Despite its widespread use, algorithms researchers eventually discovered two flaws in Timsort's underlying algorithm: The first could lead to a stack overflow in CPython and Java; although meanwhile fixed, it exposed conceptual intricacies of the algorithm. The second flaw concerns its performance: the order in which detected sorted segments, the “runs” of the input, are merged, can be 50% more costly than necessary.

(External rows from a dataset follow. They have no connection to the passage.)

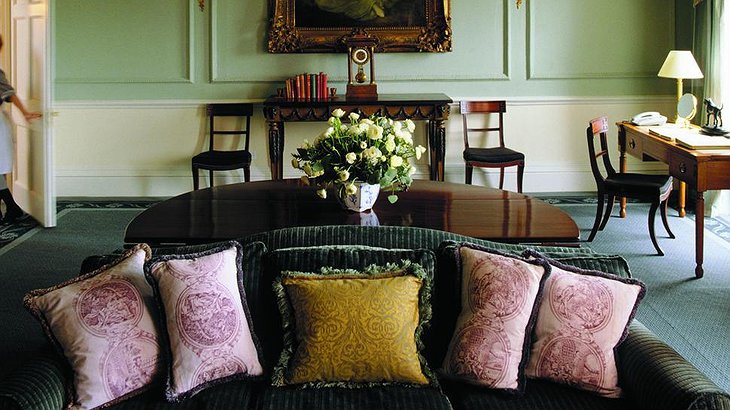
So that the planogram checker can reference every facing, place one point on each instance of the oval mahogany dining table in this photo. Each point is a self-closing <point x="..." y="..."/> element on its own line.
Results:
<point x="232" y="211"/>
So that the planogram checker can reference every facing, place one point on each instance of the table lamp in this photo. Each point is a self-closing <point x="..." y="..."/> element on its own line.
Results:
<point x="680" y="64"/>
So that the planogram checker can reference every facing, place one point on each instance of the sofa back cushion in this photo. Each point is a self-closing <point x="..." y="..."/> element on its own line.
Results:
<point x="344" y="327"/>
<point x="104" y="324"/>
<point x="312" y="259"/>
<point x="208" y="334"/>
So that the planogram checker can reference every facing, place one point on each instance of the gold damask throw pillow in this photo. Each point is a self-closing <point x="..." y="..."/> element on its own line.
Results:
<point x="347" y="328"/>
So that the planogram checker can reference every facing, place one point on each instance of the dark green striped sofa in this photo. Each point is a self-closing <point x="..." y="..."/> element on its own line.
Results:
<point x="652" y="374"/>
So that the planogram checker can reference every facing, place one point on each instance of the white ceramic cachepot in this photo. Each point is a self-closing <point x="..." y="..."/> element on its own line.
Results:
<point x="362" y="200"/>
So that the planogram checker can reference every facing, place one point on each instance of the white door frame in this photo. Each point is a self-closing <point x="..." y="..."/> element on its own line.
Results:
<point x="39" y="201"/>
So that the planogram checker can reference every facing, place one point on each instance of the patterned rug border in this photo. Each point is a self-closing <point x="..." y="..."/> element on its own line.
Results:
<point x="9" y="233"/>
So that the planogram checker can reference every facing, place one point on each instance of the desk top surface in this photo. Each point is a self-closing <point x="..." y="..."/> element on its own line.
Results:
<point x="395" y="99"/>
<point x="236" y="210"/>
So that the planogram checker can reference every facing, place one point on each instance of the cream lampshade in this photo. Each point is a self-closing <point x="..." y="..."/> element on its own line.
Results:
<point x="680" y="64"/>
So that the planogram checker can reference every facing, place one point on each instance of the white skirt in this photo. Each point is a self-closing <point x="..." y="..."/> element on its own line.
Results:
<point x="6" y="143"/>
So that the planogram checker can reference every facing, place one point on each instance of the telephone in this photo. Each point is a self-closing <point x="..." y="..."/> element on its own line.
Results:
<point x="649" y="118"/>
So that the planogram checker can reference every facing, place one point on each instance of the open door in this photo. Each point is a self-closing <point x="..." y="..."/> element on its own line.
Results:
<point x="33" y="181"/>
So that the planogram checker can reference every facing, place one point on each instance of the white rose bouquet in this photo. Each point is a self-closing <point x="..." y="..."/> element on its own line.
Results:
<point x="373" y="150"/>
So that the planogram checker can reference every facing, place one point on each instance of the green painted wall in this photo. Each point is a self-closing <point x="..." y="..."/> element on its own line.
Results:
<point x="169" y="49"/>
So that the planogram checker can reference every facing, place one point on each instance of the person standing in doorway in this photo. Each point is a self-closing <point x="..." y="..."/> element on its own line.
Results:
<point x="7" y="94"/>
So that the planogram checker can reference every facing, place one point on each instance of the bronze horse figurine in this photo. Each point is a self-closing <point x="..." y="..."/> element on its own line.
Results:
<point x="713" y="111"/>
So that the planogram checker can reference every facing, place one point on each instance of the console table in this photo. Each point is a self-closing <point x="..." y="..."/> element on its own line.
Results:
<point x="232" y="211"/>
<point x="701" y="169"/>
<point x="433" y="108"/>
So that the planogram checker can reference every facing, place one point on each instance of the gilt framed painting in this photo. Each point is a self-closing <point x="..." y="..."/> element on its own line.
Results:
<point x="318" y="26"/>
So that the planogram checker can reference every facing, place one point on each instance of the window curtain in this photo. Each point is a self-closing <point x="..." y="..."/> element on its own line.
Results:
<point x="711" y="47"/>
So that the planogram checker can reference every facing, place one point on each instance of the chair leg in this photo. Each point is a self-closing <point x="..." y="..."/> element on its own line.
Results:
<point x="665" y="205"/>
<point x="652" y="214"/>
<point x="609" y="209"/>
<point x="196" y="181"/>
<point x="599" y="213"/>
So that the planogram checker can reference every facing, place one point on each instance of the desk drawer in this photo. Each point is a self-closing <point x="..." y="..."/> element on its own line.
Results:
<point x="683" y="167"/>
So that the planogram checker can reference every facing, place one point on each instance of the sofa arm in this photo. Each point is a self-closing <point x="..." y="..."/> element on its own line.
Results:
<point x="655" y="376"/>
<point x="38" y="384"/>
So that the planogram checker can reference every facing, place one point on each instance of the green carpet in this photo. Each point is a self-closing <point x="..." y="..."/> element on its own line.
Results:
<point x="691" y="315"/>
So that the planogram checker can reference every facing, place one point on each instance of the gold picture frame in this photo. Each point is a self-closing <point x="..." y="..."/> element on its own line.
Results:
<point x="318" y="26"/>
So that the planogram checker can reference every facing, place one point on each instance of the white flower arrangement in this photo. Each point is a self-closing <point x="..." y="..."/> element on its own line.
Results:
<point x="375" y="150"/>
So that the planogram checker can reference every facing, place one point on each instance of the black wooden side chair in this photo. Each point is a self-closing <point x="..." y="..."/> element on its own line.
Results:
<point x="648" y="188"/>
<point x="493" y="157"/>
<point x="218" y="160"/>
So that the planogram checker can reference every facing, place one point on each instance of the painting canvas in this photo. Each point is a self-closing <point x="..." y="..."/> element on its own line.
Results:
<point x="319" y="25"/>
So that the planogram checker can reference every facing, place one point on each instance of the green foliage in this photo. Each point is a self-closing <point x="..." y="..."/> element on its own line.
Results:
<point x="375" y="150"/>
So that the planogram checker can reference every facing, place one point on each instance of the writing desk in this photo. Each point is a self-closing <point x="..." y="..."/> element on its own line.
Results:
<point x="433" y="108"/>
<point x="701" y="169"/>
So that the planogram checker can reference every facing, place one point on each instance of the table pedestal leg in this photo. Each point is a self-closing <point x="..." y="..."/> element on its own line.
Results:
<point x="681" y="199"/>
<point x="437" y="148"/>
<point x="699" y="233"/>
<point x="276" y="149"/>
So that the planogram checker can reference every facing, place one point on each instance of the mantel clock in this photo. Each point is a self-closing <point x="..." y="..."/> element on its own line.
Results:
<point x="360" y="50"/>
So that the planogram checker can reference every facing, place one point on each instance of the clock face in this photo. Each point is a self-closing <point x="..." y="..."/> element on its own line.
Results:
<point x="360" y="56"/>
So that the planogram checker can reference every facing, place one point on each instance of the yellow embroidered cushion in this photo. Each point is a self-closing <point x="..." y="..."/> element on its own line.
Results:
<point x="352" y="329"/>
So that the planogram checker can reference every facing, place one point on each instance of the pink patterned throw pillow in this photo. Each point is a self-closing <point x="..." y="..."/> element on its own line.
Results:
<point x="207" y="320"/>
<point x="583" y="317"/>
<point x="498" y="305"/>
<point x="102" y="324"/>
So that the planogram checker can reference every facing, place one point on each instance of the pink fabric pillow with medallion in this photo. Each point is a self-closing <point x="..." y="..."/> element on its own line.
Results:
<point x="207" y="321"/>
<point x="102" y="323"/>
<point x="583" y="317"/>
<point x="499" y="295"/>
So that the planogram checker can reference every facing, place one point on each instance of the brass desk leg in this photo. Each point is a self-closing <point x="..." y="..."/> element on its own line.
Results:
<point x="682" y="197"/>
<point x="699" y="233"/>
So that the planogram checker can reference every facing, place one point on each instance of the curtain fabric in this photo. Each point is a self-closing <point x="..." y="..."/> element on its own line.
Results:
<point x="711" y="46"/>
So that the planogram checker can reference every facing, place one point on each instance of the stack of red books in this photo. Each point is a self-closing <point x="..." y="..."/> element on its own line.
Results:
<point x="307" y="86"/>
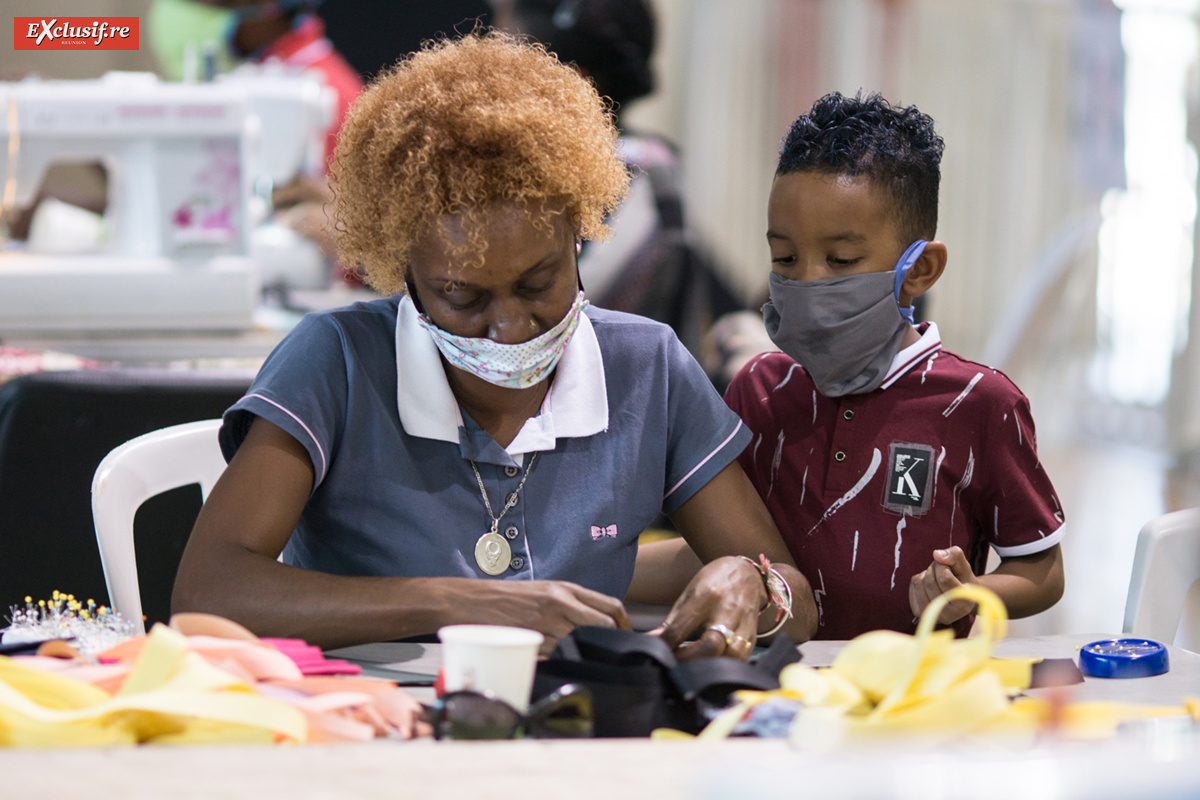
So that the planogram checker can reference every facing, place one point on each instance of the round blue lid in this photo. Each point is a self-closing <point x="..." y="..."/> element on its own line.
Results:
<point x="1126" y="657"/>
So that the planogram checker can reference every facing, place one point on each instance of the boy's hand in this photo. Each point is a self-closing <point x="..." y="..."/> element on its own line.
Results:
<point x="948" y="570"/>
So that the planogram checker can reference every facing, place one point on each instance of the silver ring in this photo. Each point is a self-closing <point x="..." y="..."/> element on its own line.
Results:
<point x="725" y="631"/>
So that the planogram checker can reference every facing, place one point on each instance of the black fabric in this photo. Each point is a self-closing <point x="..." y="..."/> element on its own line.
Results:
<point x="55" y="427"/>
<point x="637" y="685"/>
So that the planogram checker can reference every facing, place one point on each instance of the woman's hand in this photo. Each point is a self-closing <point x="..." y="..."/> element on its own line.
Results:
<point x="724" y="599"/>
<point x="555" y="608"/>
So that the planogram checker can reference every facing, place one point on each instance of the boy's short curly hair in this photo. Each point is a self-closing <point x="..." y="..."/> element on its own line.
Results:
<point x="893" y="146"/>
<point x="456" y="126"/>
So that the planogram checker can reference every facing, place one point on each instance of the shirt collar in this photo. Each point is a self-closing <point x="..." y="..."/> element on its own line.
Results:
<point x="929" y="343"/>
<point x="576" y="404"/>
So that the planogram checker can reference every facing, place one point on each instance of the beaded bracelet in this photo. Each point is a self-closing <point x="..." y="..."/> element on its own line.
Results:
<point x="779" y="594"/>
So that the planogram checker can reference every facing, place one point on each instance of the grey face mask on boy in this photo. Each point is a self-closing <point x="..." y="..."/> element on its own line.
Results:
<point x="844" y="331"/>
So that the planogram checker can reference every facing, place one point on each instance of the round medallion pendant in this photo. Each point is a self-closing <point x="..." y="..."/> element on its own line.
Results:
<point x="492" y="553"/>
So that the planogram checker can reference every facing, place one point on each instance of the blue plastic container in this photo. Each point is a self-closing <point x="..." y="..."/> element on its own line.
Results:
<point x="1125" y="657"/>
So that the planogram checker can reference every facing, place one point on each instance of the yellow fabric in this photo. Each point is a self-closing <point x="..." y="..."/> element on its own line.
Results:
<point x="171" y="696"/>
<point x="931" y="685"/>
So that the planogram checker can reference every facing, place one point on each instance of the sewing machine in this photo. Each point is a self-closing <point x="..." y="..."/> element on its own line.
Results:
<point x="190" y="168"/>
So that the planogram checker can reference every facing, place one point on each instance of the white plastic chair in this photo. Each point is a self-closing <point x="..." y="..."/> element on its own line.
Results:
<point x="1162" y="603"/>
<point x="130" y="475"/>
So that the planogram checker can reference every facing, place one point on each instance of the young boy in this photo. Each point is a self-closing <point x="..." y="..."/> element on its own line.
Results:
<point x="888" y="463"/>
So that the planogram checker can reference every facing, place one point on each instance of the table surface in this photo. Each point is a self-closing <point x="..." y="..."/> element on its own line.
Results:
<point x="415" y="665"/>
<point x="636" y="768"/>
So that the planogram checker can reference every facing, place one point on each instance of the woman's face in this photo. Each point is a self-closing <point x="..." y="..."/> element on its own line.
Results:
<point x="525" y="287"/>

Based on ideas from optimal alphabetic trees, our Powersort merge policy finds nearly optimal merging orders with negligible overhead and using a much more transparent rule. Since Python 3.11, it is part of the CPython reference implementation.
Bio:
Sebastian Wild is a Lecturer (Assistant Professor) at the Department of Computer Science of the University of Liverpool where he works on space-efficient data structures, analysis of algorithms, and engineering of foundational algorithms. Before joining Liverpool, he was a Postdoctoral Fellow at the University of Waterloo. His PhD on the analysis of multiway quicksort, obtained from the University of Kaiserslautern, received the GI Dissertationspreis 2016.